First of all, it will be years before you can buy an actual WiFi 7 device for your home or office, the final revision of the standard isn't even expected until 2024. For the sake of argument let us assume that it works as advertised, which is far from a reasonable assumption. (On the other hand 10 Gigabit Ethernet is of course a technology that is already mature, possible to buy now and relatively affordable.)
While WiFi 7 very well may support a theoretical top data rate of ~46 Gbps you will never ever see data rates approaching this in any realistic scenario. Judging by implementation of WiFi 6 (Apple hasn't even moved to WiFi 6e yet) where clients are STILL restricted to dual-stream (2x2) my guess is that the 16 spatial streams promised by WiFi 7 will take a decade to materialize in mainstream products, if it ever does. Besides this, the issues of noise, interference, congestion and signal-blocking do not go away with WiFi 7, and these all reduce the practically achievable data rate further, often in inconsistent and unpredictable ways.

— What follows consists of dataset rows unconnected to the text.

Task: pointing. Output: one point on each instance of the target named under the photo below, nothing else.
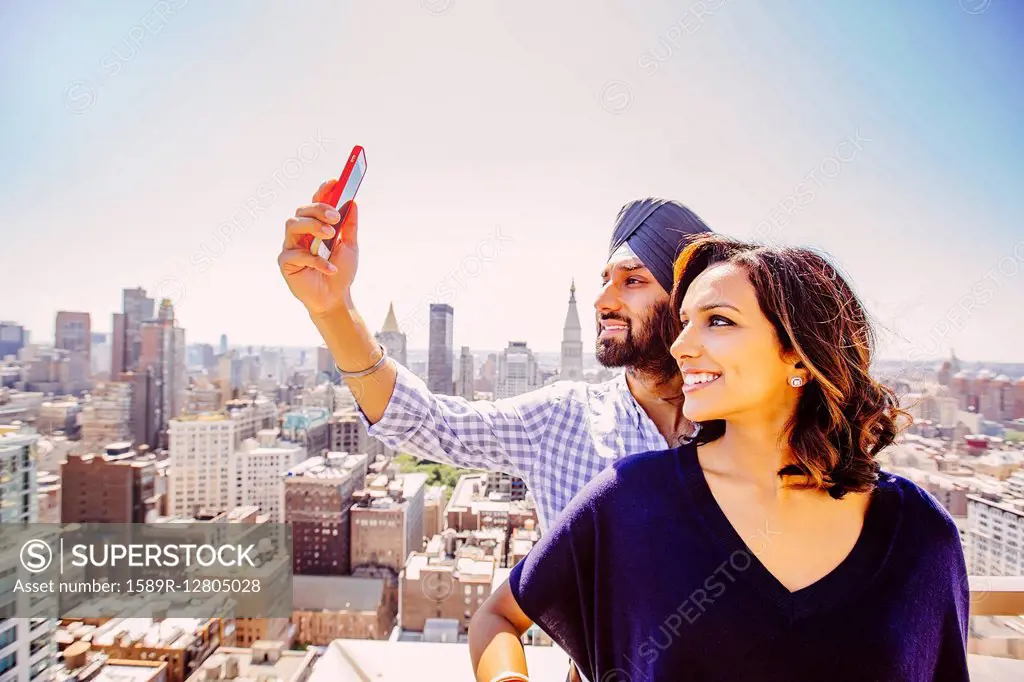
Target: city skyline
(494, 198)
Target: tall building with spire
(392, 338)
(571, 365)
(163, 355)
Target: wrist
(343, 309)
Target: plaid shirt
(556, 438)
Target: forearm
(353, 348)
(495, 646)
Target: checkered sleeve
(501, 435)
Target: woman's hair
(845, 417)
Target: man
(555, 438)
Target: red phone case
(323, 248)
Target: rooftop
(335, 465)
(336, 593)
(247, 664)
(359, 661)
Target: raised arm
(396, 406)
(495, 631)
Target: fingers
(296, 228)
(350, 228)
(297, 259)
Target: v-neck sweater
(644, 578)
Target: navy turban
(656, 230)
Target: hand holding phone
(340, 196)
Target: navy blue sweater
(643, 578)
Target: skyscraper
(163, 351)
(29, 643)
(12, 338)
(517, 371)
(127, 341)
(439, 361)
(392, 338)
(73, 332)
(571, 364)
(466, 375)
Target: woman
(770, 547)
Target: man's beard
(645, 348)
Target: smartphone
(340, 196)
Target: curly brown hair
(845, 417)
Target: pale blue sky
(514, 131)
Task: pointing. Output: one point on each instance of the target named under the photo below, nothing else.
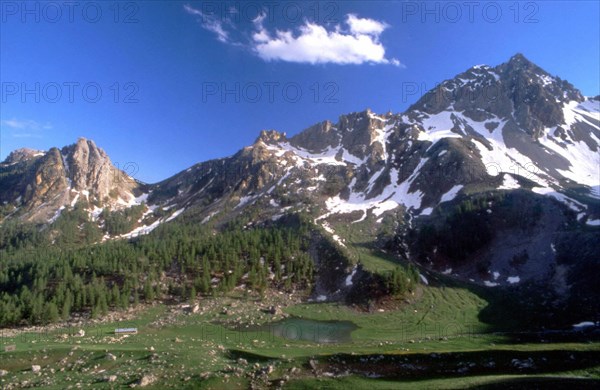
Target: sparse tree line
(42, 283)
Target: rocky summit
(511, 149)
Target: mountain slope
(511, 150)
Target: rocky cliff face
(40, 184)
(507, 129)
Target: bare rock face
(517, 89)
(38, 184)
(89, 168)
(22, 154)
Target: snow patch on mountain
(509, 183)
(451, 194)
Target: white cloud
(356, 42)
(314, 44)
(209, 23)
(365, 26)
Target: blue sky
(163, 85)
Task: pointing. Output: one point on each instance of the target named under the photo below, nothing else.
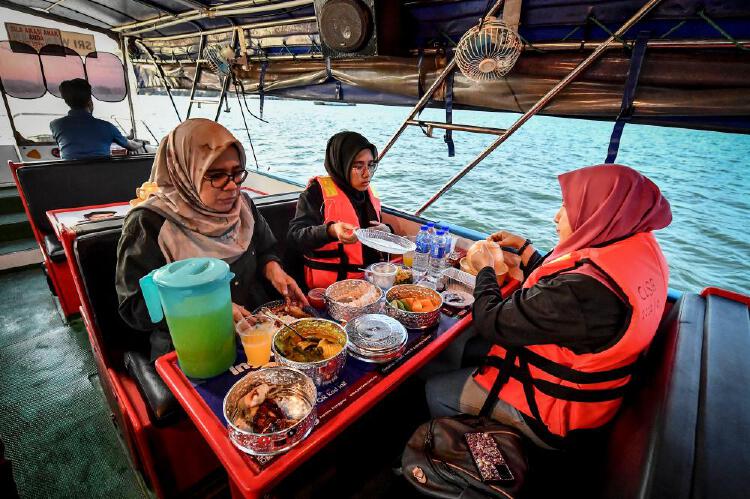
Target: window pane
(21, 71)
(106, 76)
(60, 64)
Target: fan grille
(488, 51)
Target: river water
(703, 174)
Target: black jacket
(138, 253)
(571, 310)
(308, 229)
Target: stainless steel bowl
(322, 372)
(268, 444)
(413, 320)
(343, 311)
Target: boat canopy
(695, 72)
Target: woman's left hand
(374, 224)
(284, 284)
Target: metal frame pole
(542, 102)
(126, 59)
(428, 94)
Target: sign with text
(34, 36)
(82, 43)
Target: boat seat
(51, 185)
(53, 248)
(683, 429)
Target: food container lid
(374, 335)
(385, 242)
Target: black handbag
(438, 463)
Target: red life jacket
(563, 391)
(336, 261)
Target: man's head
(77, 94)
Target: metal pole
(428, 94)
(125, 59)
(541, 102)
(457, 127)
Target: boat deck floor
(54, 420)
(56, 426)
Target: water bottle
(439, 254)
(422, 252)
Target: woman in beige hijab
(199, 211)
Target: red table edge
(724, 293)
(52, 214)
(252, 483)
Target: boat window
(21, 71)
(106, 76)
(59, 64)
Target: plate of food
(457, 299)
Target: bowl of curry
(319, 350)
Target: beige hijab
(192, 229)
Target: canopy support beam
(552, 93)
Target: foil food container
(342, 310)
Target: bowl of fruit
(414, 306)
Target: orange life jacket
(336, 261)
(559, 390)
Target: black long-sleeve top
(308, 229)
(138, 253)
(572, 310)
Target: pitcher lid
(191, 272)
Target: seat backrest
(96, 258)
(50, 185)
(652, 442)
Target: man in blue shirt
(80, 135)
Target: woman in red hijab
(564, 346)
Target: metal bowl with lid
(290, 382)
(413, 320)
(376, 338)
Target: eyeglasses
(360, 166)
(220, 180)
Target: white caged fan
(219, 58)
(488, 51)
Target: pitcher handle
(151, 297)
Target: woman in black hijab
(331, 207)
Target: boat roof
(696, 74)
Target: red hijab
(609, 202)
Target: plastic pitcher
(194, 296)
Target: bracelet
(523, 247)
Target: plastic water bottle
(439, 254)
(422, 253)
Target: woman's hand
(374, 224)
(505, 238)
(284, 284)
(482, 258)
(343, 232)
(239, 312)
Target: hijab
(606, 203)
(341, 150)
(191, 228)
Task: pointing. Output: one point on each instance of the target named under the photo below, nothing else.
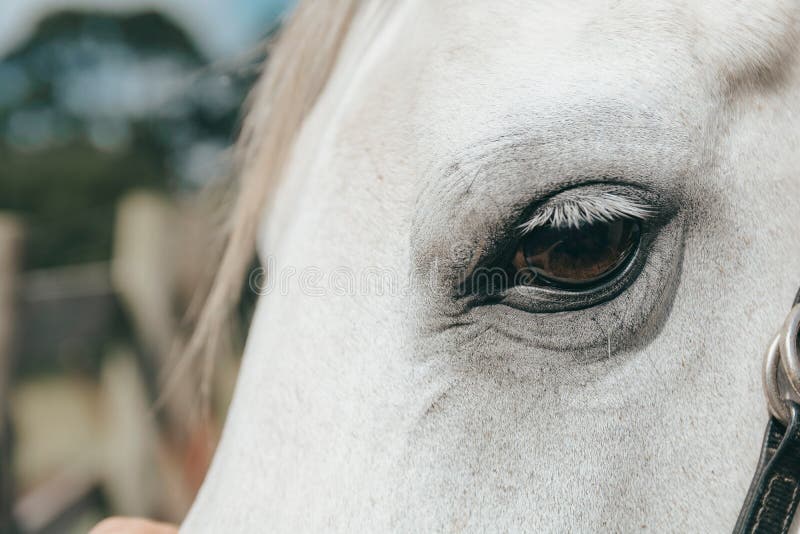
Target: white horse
(625, 175)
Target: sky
(220, 28)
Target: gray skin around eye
(626, 313)
(477, 205)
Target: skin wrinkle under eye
(486, 202)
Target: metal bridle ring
(775, 403)
(790, 359)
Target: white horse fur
(440, 125)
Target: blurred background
(115, 118)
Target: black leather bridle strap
(775, 490)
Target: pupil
(577, 256)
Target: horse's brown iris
(575, 258)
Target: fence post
(10, 263)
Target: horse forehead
(730, 37)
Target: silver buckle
(782, 368)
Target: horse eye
(576, 258)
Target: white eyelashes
(581, 207)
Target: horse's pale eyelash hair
(574, 209)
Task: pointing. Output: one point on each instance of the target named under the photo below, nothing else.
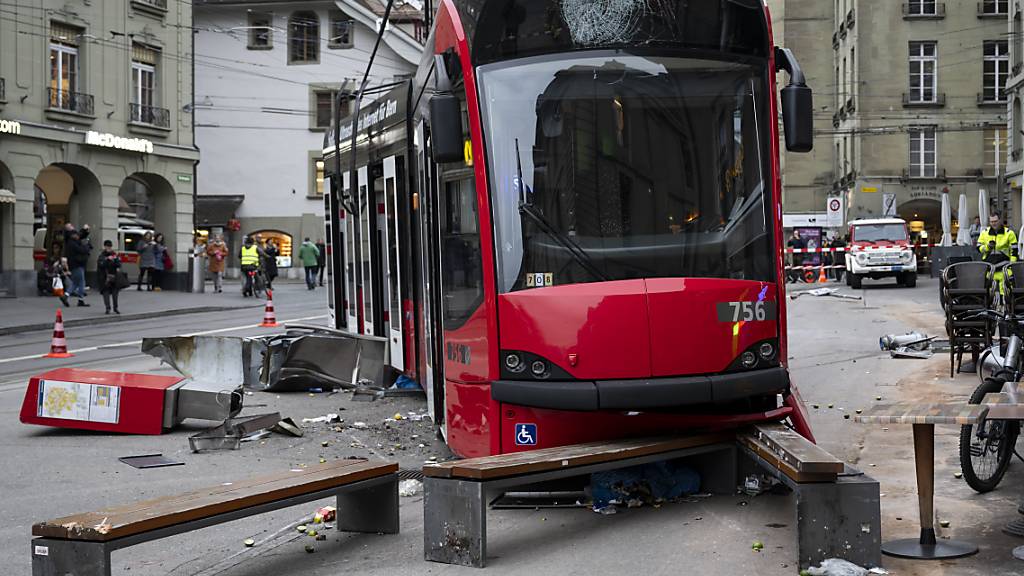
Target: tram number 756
(747, 312)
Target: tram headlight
(539, 368)
(514, 363)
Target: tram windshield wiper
(526, 207)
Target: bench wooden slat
(788, 469)
(797, 450)
(141, 517)
(491, 467)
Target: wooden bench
(839, 510)
(81, 544)
(455, 493)
(838, 507)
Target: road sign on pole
(889, 205)
(835, 209)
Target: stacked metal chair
(968, 287)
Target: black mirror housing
(798, 105)
(445, 128)
(798, 118)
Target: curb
(7, 330)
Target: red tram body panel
(569, 229)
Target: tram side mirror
(798, 104)
(445, 128)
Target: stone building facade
(95, 128)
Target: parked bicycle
(986, 448)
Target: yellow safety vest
(1004, 242)
(250, 255)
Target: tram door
(391, 293)
(351, 261)
(368, 211)
(429, 279)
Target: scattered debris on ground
(819, 292)
(647, 484)
(839, 567)
(911, 344)
(408, 488)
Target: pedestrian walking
(249, 258)
(146, 261)
(60, 278)
(216, 253)
(78, 250)
(308, 254)
(109, 266)
(321, 260)
(270, 253)
(161, 259)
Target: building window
(260, 31)
(342, 29)
(996, 71)
(923, 79)
(922, 8)
(995, 150)
(64, 67)
(317, 177)
(994, 7)
(923, 153)
(325, 103)
(303, 38)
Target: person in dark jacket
(146, 261)
(270, 253)
(78, 255)
(321, 259)
(159, 261)
(109, 268)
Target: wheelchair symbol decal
(525, 435)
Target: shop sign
(10, 127)
(119, 142)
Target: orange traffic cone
(58, 345)
(269, 320)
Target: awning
(213, 210)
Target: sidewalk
(37, 313)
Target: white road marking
(137, 342)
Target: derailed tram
(567, 225)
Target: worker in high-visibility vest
(249, 257)
(997, 245)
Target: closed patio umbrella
(964, 234)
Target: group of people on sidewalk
(66, 270)
(257, 256)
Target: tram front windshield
(612, 166)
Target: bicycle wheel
(985, 451)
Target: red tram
(567, 225)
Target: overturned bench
(838, 508)
(81, 544)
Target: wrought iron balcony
(925, 10)
(909, 100)
(70, 101)
(151, 115)
(161, 4)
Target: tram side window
(462, 270)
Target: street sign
(889, 205)
(835, 210)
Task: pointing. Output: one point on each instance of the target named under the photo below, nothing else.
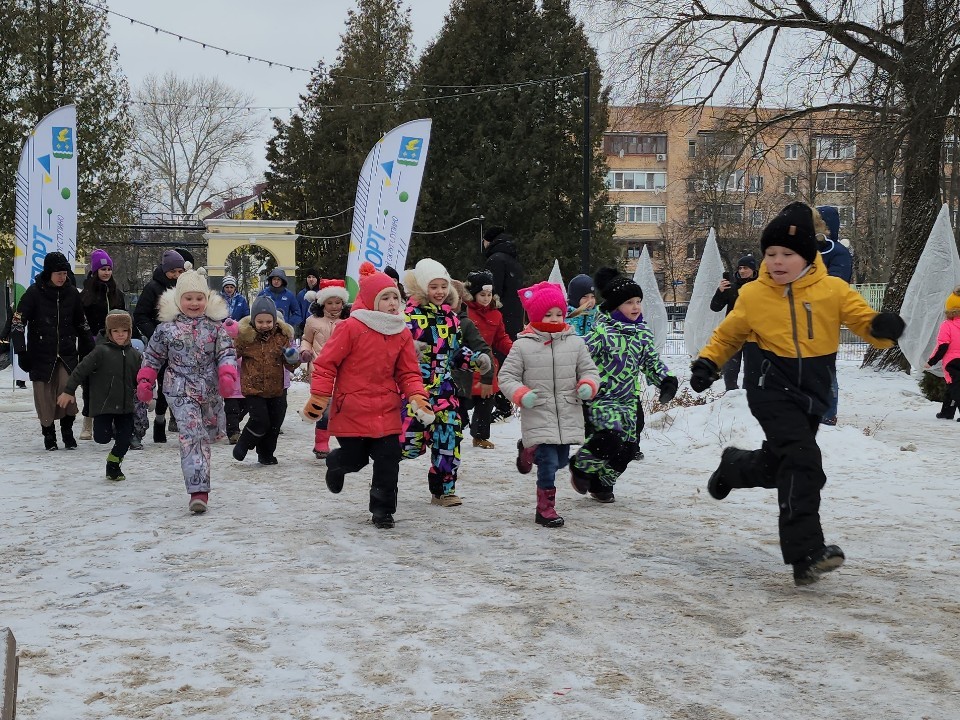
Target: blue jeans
(549, 459)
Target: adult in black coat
(49, 334)
(724, 299)
(145, 320)
(501, 252)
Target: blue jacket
(286, 301)
(835, 256)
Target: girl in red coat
(367, 366)
(482, 309)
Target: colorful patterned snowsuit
(193, 349)
(438, 329)
(614, 416)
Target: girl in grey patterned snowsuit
(201, 370)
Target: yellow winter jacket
(792, 333)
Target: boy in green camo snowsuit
(620, 345)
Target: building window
(636, 180)
(834, 182)
(645, 214)
(635, 144)
(834, 147)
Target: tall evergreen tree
(515, 155)
(316, 157)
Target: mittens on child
(315, 407)
(229, 380)
(422, 410)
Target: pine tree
(315, 159)
(514, 155)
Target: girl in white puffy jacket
(549, 374)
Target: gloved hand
(229, 380)
(480, 362)
(703, 373)
(668, 389)
(586, 390)
(887, 326)
(422, 410)
(146, 377)
(315, 407)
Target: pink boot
(546, 508)
(321, 443)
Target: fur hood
(168, 310)
(247, 332)
(420, 294)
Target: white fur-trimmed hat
(427, 270)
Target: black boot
(66, 432)
(49, 437)
(160, 429)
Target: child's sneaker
(198, 503)
(525, 457)
(809, 570)
(448, 500)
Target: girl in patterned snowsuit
(619, 344)
(201, 370)
(436, 333)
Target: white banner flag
(46, 210)
(386, 202)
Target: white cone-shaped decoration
(555, 277)
(936, 275)
(654, 311)
(701, 320)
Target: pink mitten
(229, 380)
(146, 377)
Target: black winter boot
(49, 437)
(66, 432)
(160, 429)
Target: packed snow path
(283, 601)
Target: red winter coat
(367, 365)
(489, 322)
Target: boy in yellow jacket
(788, 323)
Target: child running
(264, 351)
(111, 371)
(948, 350)
(368, 365)
(621, 345)
(436, 333)
(326, 312)
(788, 324)
(549, 374)
(201, 371)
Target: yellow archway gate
(224, 236)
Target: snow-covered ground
(283, 601)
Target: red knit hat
(538, 299)
(372, 284)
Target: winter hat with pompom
(615, 288)
(539, 299)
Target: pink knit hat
(538, 299)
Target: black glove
(887, 326)
(668, 388)
(702, 374)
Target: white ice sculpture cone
(936, 275)
(654, 311)
(701, 320)
(555, 276)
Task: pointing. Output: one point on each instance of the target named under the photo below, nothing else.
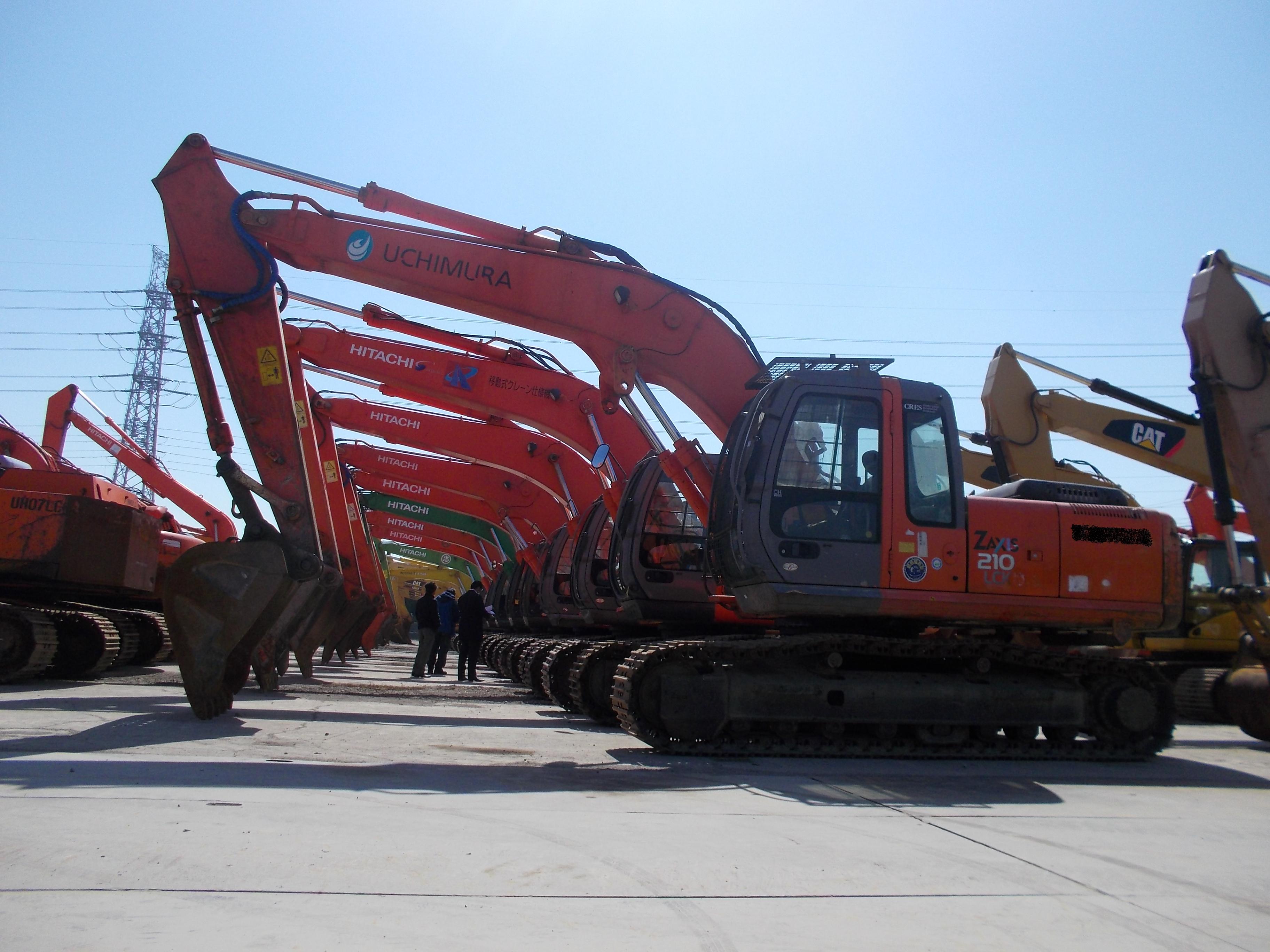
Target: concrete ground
(364, 810)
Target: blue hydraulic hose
(266, 266)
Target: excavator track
(1195, 695)
(516, 659)
(125, 621)
(556, 672)
(502, 657)
(1128, 713)
(591, 678)
(531, 666)
(155, 645)
(87, 643)
(29, 642)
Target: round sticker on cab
(915, 569)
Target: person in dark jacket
(441, 649)
(426, 613)
(472, 624)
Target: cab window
(600, 560)
(829, 480)
(1212, 572)
(564, 569)
(674, 536)
(929, 487)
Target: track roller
(29, 642)
(87, 644)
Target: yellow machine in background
(1019, 422)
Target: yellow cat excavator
(1216, 626)
(1230, 348)
(1020, 419)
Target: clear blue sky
(914, 181)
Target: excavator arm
(1020, 418)
(629, 322)
(1230, 347)
(494, 381)
(637, 327)
(61, 414)
(225, 600)
(547, 462)
(534, 512)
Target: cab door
(927, 540)
(823, 516)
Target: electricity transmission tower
(141, 419)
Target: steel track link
(516, 658)
(531, 666)
(586, 669)
(1195, 695)
(155, 642)
(29, 642)
(87, 643)
(127, 622)
(1094, 673)
(556, 672)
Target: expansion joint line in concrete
(1041, 867)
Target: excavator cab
(557, 582)
(591, 572)
(815, 493)
(658, 552)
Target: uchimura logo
(360, 245)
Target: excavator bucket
(1245, 696)
(220, 601)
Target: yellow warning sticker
(271, 370)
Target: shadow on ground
(153, 720)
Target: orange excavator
(502, 384)
(80, 559)
(215, 526)
(909, 619)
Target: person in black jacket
(472, 625)
(445, 634)
(426, 613)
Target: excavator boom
(629, 322)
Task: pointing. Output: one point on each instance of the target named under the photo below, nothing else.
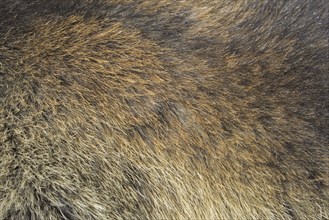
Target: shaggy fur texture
(163, 109)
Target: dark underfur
(164, 109)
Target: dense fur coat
(163, 109)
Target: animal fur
(163, 109)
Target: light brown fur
(164, 110)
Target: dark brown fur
(164, 109)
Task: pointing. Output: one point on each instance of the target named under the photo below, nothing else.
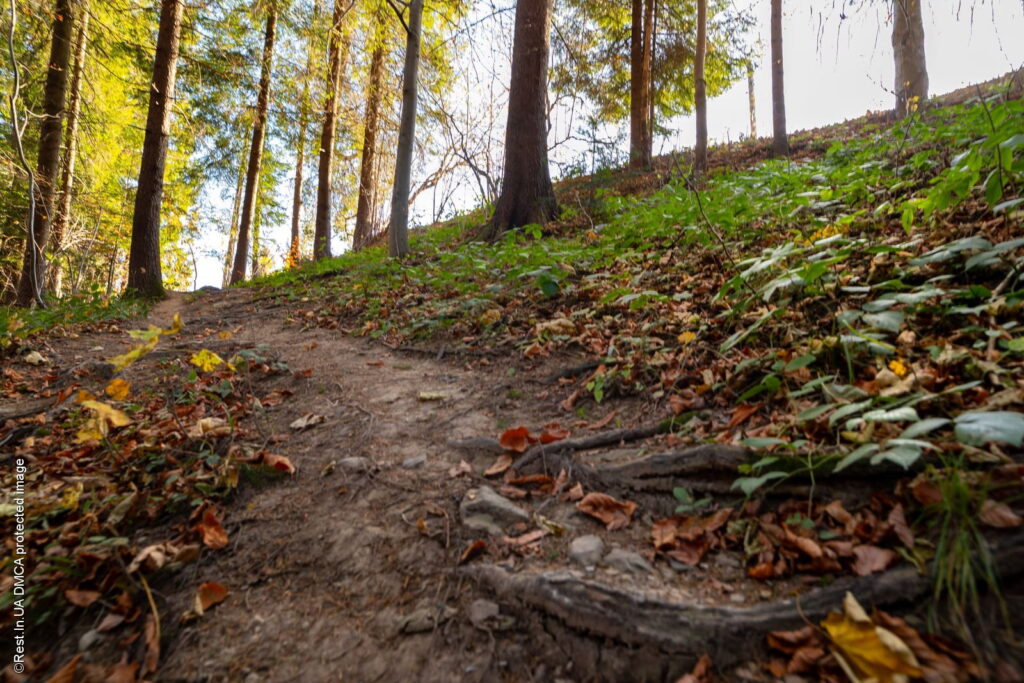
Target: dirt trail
(329, 571)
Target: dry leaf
(614, 513)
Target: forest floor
(668, 437)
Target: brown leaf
(213, 534)
(871, 559)
(210, 594)
(614, 513)
(82, 598)
(517, 439)
(998, 515)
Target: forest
(511, 359)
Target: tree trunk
(364, 219)
(143, 260)
(752, 100)
(31, 284)
(908, 50)
(322, 224)
(62, 218)
(256, 151)
(781, 144)
(700, 91)
(398, 235)
(232, 228)
(526, 196)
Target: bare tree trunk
(31, 284)
(62, 218)
(700, 91)
(256, 151)
(526, 196)
(752, 100)
(398, 233)
(781, 143)
(322, 224)
(143, 260)
(908, 50)
(364, 219)
(232, 228)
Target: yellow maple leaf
(867, 651)
(206, 359)
(118, 389)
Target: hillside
(664, 435)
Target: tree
(31, 284)
(700, 91)
(143, 260)
(781, 141)
(337, 52)
(256, 150)
(908, 51)
(62, 216)
(364, 228)
(527, 196)
(398, 232)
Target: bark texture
(143, 259)
(364, 218)
(398, 232)
(700, 91)
(337, 48)
(61, 219)
(32, 282)
(527, 196)
(256, 151)
(908, 50)
(781, 142)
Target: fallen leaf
(82, 598)
(306, 421)
(118, 389)
(210, 528)
(998, 515)
(870, 559)
(517, 439)
(614, 513)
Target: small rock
(587, 550)
(88, 639)
(484, 501)
(413, 463)
(628, 561)
(483, 523)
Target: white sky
(834, 72)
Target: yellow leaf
(118, 389)
(868, 650)
(206, 359)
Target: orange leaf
(517, 439)
(614, 513)
(213, 534)
(82, 598)
(210, 594)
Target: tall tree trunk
(700, 91)
(526, 196)
(232, 228)
(908, 50)
(781, 143)
(256, 151)
(143, 260)
(398, 235)
(62, 218)
(322, 224)
(752, 100)
(364, 219)
(31, 284)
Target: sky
(834, 71)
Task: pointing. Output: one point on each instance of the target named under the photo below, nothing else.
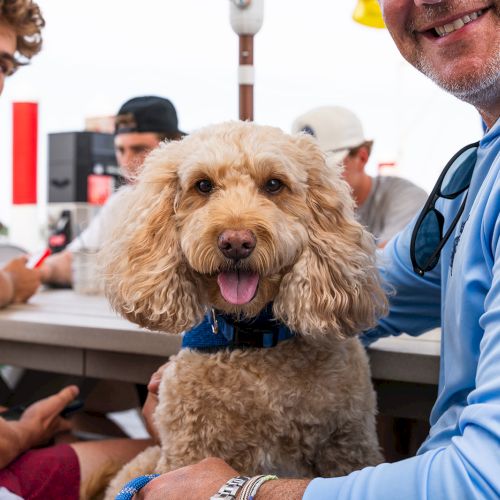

WiFi 7 is still half-duplex, whereas Ethernet is full-duplex. For wifi you will only have data moving in one direction at once. This does not change with WiFi 7. Wifi also has huge overhead compared to Ethernet, this will not change with WiFi 7 either.
Also, as far as I can tell, WiFi 7 will still share the top data rate between all the devices on the network, unlike Ethernet where each device connected to the switch can theoretically achieve the top data rate simultaneously. This means that regardless of how well WiFi 7 works in practice offloading devices that frequently use high data rates to the wired network will leave more capacity for the devices on wifi.
And once again, perhaps the most important aspect for me personally, LATENCY. WiFi 7 promises improvements, but it will never be able to beat the consistency and reliability of a wired connection. I can get ping responses hovering around 2 ms from some close Internet destinations (and less than that for my ISP's DNS even when running through a locally wired $25 pi-hole) connected to my router through an Ethernet switch. Reaching anything, even on my local network, is at least double that over wifi, and I have really good wifi.